Étant donné que le prix des pommes de terre est beaucoup plus élevé aux États-Unis (et par conséquent, en Colombie-Britannique) depuis quelques années, la situation financière des producteurs de la Colombie-Britannique s'est améliorée. Néanmoins, ce n'est probablement qu'au cours de la campagne agricole actuelle (1989-1990) que les producteurs de la Colombie-Britannique obtiendront de fait un rendement du marché suffisamment élevé pour égaler ou excéder le coût établi de production et s'assurer un rendement positif du marché pour la première fois depuis la campagne agricole 1984-1985. Le rendement du marché a toujours été inférieur au coût établi de production calculé par la B.C. Federation of Agriculture avec l'aide du Ministry of Agriculture and Fisheries de la province.
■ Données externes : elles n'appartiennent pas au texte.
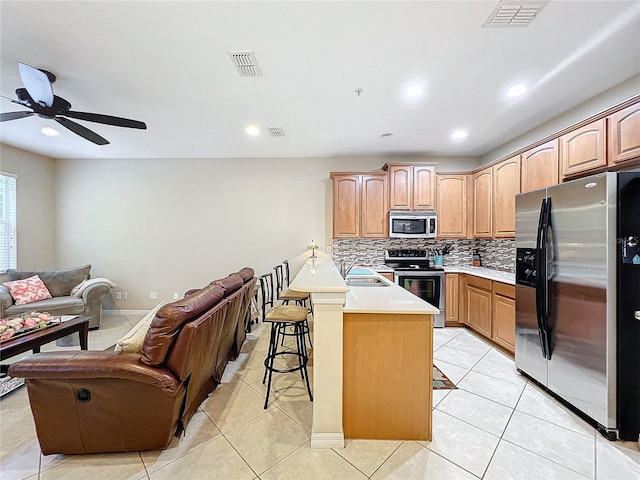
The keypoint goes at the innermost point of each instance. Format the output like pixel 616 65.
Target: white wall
pixel 169 225
pixel 35 201
pixel 605 100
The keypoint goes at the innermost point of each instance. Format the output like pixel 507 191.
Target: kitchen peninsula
pixel 373 356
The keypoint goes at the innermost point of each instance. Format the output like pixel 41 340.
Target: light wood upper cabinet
pixel 583 149
pixel 346 206
pixel 453 205
pixel 624 134
pixel 360 205
pixel 506 183
pixel 374 206
pixel 401 187
pixel 424 187
pixel 482 200
pixel 539 167
pixel 411 187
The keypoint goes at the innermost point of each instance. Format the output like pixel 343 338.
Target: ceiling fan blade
pixel 106 119
pixel 4 117
pixel 37 84
pixel 82 131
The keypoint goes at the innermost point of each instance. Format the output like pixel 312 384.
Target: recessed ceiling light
pixel 459 134
pixel 516 90
pixel 413 91
pixel 50 132
pixel 252 130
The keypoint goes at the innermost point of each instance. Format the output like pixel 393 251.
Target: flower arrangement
pixel 11 327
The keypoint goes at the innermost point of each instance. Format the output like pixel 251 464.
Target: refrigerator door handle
pixel 546 330
pixel 541 277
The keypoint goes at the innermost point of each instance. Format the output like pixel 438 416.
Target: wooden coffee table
pixel 34 340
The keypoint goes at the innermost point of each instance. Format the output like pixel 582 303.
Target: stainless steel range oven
pixel 413 273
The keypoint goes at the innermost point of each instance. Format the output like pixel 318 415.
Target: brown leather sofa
pixel 103 401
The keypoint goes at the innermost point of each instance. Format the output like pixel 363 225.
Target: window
pixel 7 221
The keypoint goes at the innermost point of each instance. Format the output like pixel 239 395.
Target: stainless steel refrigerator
pixel 578 296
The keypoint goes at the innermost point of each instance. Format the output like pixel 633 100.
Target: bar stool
pixel 281 317
pixel 287 295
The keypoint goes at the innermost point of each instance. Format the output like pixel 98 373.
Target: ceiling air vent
pixel 246 64
pixel 275 131
pixel 514 13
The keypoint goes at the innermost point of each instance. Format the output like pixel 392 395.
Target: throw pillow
pixel 88 283
pixel 59 281
pixel 75 289
pixel 28 290
pixel 133 340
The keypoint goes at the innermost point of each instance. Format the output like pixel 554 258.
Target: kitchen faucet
pixel 344 272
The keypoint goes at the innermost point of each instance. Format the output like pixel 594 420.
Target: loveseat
pixel 60 282
pixel 104 401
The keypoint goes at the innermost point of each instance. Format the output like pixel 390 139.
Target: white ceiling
pixel 167 64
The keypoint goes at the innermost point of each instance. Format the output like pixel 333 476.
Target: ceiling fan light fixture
pixel 252 131
pixel 413 91
pixel 459 134
pixel 49 132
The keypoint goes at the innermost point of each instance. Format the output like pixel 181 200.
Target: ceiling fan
pixel 38 96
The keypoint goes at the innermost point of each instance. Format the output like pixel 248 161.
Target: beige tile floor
pixel 496 425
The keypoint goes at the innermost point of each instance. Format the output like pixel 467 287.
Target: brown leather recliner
pixel 102 401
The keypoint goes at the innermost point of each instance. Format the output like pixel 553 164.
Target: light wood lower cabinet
pixel 503 328
pixel 479 304
pixel 451 298
pixel 489 309
pixel 388 375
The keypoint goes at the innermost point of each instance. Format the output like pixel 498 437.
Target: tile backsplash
pixel 494 253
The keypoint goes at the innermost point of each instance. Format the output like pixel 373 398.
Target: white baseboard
pixel 125 312
pixel 327 440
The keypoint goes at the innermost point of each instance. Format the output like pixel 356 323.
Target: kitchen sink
pixel 366 282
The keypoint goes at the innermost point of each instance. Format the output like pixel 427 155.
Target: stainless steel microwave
pixel 413 224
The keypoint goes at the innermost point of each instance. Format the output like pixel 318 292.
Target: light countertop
pixel 488 273
pixel 319 275
pixel 322 276
pixel 390 299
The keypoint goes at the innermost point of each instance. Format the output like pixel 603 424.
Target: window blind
pixel 7 221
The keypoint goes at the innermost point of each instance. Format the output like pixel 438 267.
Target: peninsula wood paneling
pixel 381 400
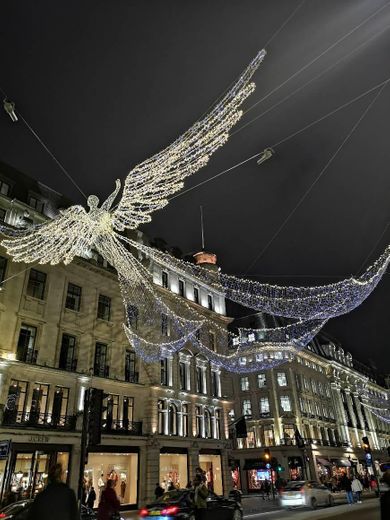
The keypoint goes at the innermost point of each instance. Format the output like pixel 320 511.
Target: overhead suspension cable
pixel 300 88
pixel 322 172
pixel 311 62
pixel 290 136
pixel 46 148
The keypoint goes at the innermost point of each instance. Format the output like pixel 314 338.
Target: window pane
pixel 36 284
pixel 3 268
pixel 285 403
pixel 104 307
pixel 73 297
pixel 26 344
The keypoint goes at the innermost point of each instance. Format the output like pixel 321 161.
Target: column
pixel 339 412
pixel 75 467
pixel 151 470
pixel 193 460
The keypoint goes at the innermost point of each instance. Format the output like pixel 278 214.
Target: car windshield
pixel 173 496
pixel 14 508
pixel 295 484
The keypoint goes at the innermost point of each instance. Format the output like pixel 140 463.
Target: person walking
pixel 357 489
pixel 57 500
pixel 385 497
pixel 91 497
pixel 159 491
pixel 109 503
pixel 201 492
pixel 346 484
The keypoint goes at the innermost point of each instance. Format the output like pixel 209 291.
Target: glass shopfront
pixel 211 464
pixel 256 477
pixel 173 470
pixel 121 468
pixel 29 469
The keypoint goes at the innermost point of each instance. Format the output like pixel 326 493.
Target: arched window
pixel 172 419
pixel 199 419
pixel 185 420
pixel 207 424
pixel 161 414
pixel 218 424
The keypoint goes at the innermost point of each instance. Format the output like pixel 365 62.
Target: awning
pixel 324 462
pixel 341 463
pixel 254 464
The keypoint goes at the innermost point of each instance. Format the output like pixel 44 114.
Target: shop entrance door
pixel 29 470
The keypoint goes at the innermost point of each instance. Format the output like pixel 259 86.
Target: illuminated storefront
pixel 256 473
pixel 173 469
pixel 29 466
pixel 211 464
pixel 121 468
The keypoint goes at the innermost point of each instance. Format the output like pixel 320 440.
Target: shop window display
pixel 211 464
pixel 173 470
pixel 121 468
pixel 30 470
pixel 256 477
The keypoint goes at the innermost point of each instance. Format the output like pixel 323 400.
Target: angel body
pixel 75 231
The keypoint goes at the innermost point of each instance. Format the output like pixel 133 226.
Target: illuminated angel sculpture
pixel 147 187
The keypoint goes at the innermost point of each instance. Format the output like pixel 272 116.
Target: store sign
pixel 5 447
pixel 39 438
pixel 368 459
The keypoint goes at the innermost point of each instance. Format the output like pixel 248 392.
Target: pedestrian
pixel 109 504
pixel 346 484
pixel 266 488
pixel 91 497
pixel 357 488
pixel 159 491
pixel 201 492
pixel 57 500
pixel 385 498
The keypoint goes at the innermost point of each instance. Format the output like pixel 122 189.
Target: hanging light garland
pixel 158 326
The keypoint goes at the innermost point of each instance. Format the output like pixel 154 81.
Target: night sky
pixel 107 84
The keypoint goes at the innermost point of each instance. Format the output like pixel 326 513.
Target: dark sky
pixel 107 84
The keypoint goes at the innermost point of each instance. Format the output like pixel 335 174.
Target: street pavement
pixel 255 508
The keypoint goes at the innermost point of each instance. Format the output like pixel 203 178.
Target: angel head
pixel 93 201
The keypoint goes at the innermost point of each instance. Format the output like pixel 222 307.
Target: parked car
pixel 177 505
pixel 305 493
pixel 19 511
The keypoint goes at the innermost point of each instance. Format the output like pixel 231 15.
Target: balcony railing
pixel 43 421
pixel 123 427
pixel 131 377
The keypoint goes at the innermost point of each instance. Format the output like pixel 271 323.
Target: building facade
pixel 317 394
pixel 61 333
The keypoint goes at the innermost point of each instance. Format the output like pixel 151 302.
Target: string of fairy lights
pixel 158 325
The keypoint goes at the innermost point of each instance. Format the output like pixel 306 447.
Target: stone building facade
pixel 61 333
pixel 319 395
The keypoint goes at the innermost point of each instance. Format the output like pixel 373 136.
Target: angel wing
pixel 59 240
pixel 150 183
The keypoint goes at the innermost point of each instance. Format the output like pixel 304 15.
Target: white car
pixel 305 493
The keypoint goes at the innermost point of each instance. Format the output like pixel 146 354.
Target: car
pixel 177 505
pixel 19 511
pixel 305 493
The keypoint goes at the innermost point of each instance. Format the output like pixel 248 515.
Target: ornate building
pixel 316 394
pixel 61 333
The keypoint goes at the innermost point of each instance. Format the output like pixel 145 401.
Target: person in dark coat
pixel 91 497
pixel 109 503
pixel 385 498
pixel 158 492
pixel 57 500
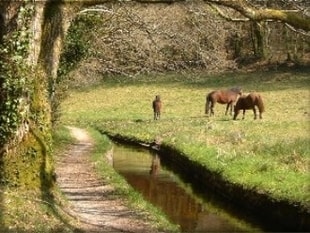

En outre, il devrait être noté que les coûts sont demeurés à peu près les mêmes entre 1982-1983 et 1988-1989 (les coûts de 1989-1990 n'ont pas encore été établis avec certitude). De fait, le coût de production des pommes de terre tardives qui a été calculé pour la campagne agricole 1988-1989 (7,54 $ le quintal) est inférieur de neuf cents au coût de production qui avait été accusé en 1982-1983.

En Colombie-Britannique, l'entreprise agricole de production de pommes de terre est habituellement une exploitation d'une superficie très restreinte comparativement aux grosses exploitations américaines, en particulier celles de l'État de Washington. De plus, le rendement des récoltes obtenu par les producteurs américains dépasse de plus de deux fois celui qui est obtenu en Colombie-Britannique. Une autre distinction importante en ce qui concerne l'industrie des pommes de terre dans l'État de Washington et celle de la Colombie-Britannique est que les pommes de terre de cet État sont généralement destinées aux conditionneurs. Par contre, il s'effectue fort peu de conditionnement de pommes de terre en Colombie-Britannique.

Somme toute, les producteurs de pommes de terre de la Colombie-Britannique ne peuvent pas soutenir la concurrence, étant donné que les prix à l'importation sont inférieurs aux valeurs normales établies par Revenu Canada. Conséquemment, un préjudice sensible est susceptible d'être causé à l'industrie provinciale, étant donné la reprise probable du dumping si les conclusions ne sont pas prorogées.

CONCLUSION

Le Tribunal conclut qu'un préjudice sensible est susceptible d'être causé à l'industrie s'il y a reprise du dumping de la part des États-Inis. Les conclusions sont donc prorogées, sans modification.